ATI RN
Gastrointestinal System Nursing Exam Questions
1. The nurse is preparing a discharge teaching plan for the client who had an umbilical hernia repair. Which of the following would the nurse include in the plan?
- A. Restricting pain medication
- B. Maintaining bedrest
- C. Avoiding coughing
- D. Irrigating the drain
Correct answer: C
Rationale: Bedrest is not required following this surgical procedure. The client should take analgesics as needed and as prescribed to control pain. A drain is not used in this surgical procedure, although the client may be instructed in simple dressing changes. Coughing is avoided to prevent disruption of the tissue integrity, which can occur because of the location of this surgical procedure.
2. The nurse is assessing a 71-year-old female client with ulcerative colitis. Which assessment finding related to the family will have the greatest impact on the client's rehabilitation after discharge?
- A. The family's ability to take care of the client's special diet needs
- B. The family's expectation that the client will resume responsibilities and role-related activities
- C. Emotional support from the family
- D. The family's ability to understand the ups and downs of the illness
Correct answer: C
Rationale: Emotional support from the family is the main need. A special diet doesn't focus on emotional needs. Role expectations don't address the main issue, but emotional support while the client is fulfilling these roles is important. The family's ability to understand the ups and downs of the illness will help them but not the client.
3. Which of the following tests can be performed to diagnose a hiatal hernia?
- A. Colonoscopy
- B. Lower GI series
- C. Barium swallow
- D. Abdominal x-rays
Correct answer: C
Rationale: A barium swallow is a diagnostic test that can visualize the esophagus, stomach, and small intestine to diagnose a hiatal hernia.

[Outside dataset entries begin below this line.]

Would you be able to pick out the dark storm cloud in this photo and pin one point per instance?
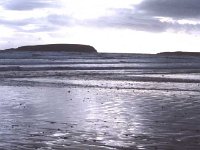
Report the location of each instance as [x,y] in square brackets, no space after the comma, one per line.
[145,16]
[170,8]
[50,23]
[21,5]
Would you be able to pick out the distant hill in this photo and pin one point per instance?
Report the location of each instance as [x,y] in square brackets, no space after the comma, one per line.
[57,48]
[179,53]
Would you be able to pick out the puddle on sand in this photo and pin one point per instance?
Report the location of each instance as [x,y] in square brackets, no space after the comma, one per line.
[97,118]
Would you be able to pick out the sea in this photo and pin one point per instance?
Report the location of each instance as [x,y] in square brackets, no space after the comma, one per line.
[97,101]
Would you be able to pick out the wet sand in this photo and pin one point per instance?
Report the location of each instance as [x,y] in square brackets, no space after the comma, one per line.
[99,101]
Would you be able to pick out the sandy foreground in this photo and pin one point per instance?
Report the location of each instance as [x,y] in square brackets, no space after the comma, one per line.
[51,100]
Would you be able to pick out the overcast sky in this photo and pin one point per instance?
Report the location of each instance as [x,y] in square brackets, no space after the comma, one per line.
[134,26]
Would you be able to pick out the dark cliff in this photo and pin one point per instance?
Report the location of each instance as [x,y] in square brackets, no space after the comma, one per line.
[57,48]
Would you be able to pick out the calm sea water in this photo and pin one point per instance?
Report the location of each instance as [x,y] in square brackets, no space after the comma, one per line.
[104,101]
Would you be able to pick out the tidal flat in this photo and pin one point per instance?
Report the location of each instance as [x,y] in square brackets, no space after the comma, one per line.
[62,100]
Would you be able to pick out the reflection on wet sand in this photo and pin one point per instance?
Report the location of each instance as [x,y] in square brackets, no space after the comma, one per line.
[98,101]
[97,118]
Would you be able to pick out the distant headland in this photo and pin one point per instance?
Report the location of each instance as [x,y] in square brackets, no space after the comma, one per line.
[57,48]
[179,53]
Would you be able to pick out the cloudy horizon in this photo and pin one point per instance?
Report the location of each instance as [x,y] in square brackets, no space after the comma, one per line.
[133,26]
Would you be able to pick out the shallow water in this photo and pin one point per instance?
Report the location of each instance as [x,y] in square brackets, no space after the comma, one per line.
[110,108]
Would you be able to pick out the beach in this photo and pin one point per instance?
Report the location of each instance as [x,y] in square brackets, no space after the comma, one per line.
[65,100]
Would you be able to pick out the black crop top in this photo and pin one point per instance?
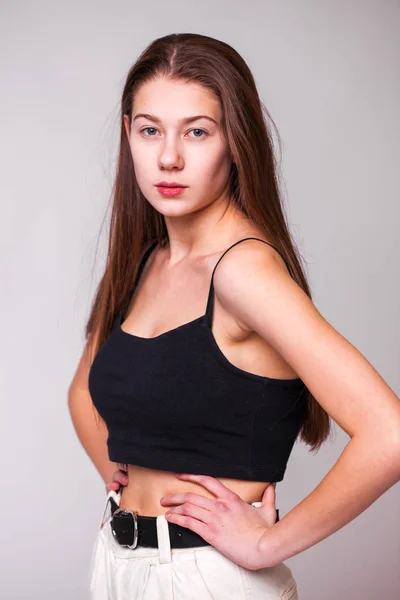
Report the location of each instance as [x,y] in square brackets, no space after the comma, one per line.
[175,402]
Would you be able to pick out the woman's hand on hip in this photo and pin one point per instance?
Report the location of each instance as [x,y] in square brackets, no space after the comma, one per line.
[232,526]
[120,477]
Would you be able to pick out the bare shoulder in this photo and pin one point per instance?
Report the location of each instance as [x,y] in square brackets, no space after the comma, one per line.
[254,285]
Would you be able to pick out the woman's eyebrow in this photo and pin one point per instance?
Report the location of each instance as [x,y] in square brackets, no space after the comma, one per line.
[184,120]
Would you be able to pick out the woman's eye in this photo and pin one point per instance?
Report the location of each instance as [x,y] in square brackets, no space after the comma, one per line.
[196,130]
[145,128]
[201,130]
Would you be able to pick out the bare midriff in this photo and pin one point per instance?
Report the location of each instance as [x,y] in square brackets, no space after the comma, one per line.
[146,487]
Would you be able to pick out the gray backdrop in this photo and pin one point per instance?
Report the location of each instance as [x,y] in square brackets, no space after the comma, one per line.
[328,72]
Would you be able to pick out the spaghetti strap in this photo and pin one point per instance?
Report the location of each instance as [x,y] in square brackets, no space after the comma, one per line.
[210,300]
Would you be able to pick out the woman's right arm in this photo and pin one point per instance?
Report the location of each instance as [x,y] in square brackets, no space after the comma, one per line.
[92,436]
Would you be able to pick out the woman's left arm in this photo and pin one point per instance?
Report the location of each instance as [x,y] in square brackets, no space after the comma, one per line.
[267,300]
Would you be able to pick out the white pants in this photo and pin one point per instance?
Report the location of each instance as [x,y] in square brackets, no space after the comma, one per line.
[198,573]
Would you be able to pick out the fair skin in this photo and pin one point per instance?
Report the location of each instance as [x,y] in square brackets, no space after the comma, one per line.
[174,284]
[285,337]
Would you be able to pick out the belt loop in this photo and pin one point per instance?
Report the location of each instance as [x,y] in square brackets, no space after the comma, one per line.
[164,542]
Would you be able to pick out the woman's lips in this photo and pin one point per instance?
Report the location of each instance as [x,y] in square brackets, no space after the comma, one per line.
[170,191]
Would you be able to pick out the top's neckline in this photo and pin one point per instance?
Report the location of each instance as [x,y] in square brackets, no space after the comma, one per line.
[206,317]
[160,335]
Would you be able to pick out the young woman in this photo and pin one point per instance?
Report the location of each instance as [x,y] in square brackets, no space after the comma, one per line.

4. To prevent gastroesophageal reflux in a client with hiatal hernia, the nurse should provide which discharge instructions?
- A. Lie down after meals to promote digestion.
- B. Avoid coffee and alcoholic beverages.
- C. Take antacids before meals.
- D. Limit fluids with meals.
Correct answer: B
Rationale: To prevent reflux of stomach acid into the esophagus, the nurse should advise the client to avoid foods and beverages that tend to increase stomach acid, such as coffee and alcohol. The nurse also should teach the client to avoid lying down after meals, which can aggravate reflux, and to take antacids after eating. The client doesn't need to limit fluids with meals as long as the fluids aren't gastric irritants.
5. Jason, a 22 y.o. accident victim, requires an NG tube for feeding. What should you immediately do after inserting an NG tube for liquid enteral feedings?
- A. Aspirate for gastric secretions with a syringe.
- B. Begin feeding slowly to prevent cramping.
- C. Get an X-ray of the tip of the tube within 24 hours.
- D. Clamp off the tube until the feedings begin.
Correct answer: A
Rationale: Immediately after inserting an NG tube for enteral feedings, aspirate for gastric secretions to confirm proper placement.